Prompted by a new funding incentive from the U.S. Department of Housing and Urban Development (HUD), hundreds of cities nationwide, including Washington, D.C., are engaged in an unprecedented effort to develop more complete counts of their homeless populations. 

For th3e last three years, cities have been required to report the number of people in shelters when applying for competitive HUD funds. These counts – called Point in Time assessments because data is collected on a single night – allow HUD to assess the capacity of area homeless facilities, said Brian Sullivan, a HUD spokesman. However, said Sullivan, these shelter censuses do not reflect unmet need – the number of people on the streets because facilities are full or because people refuse to seek shelter. 

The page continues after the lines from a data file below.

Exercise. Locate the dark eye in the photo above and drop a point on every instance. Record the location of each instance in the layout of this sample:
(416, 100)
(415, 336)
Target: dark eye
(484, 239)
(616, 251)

Now HUD is requesting that every other year cities also tally the number of homeless living on the streets. The department is pushing cities to use uniform techniques to gather more complete data, encouraging every city to schedule its one-night street and shelter count during the last week in January and publishing a guide that recommends the best techniques for gathering and compiling information. The guide recommends that cities gather demographic information about their homeless, tracking variables such as gender, age, veteran status, and health condition. 

“We want to move away from anecdotal evidence and expert testimony and gather statically reliable data,” Sullivan said. 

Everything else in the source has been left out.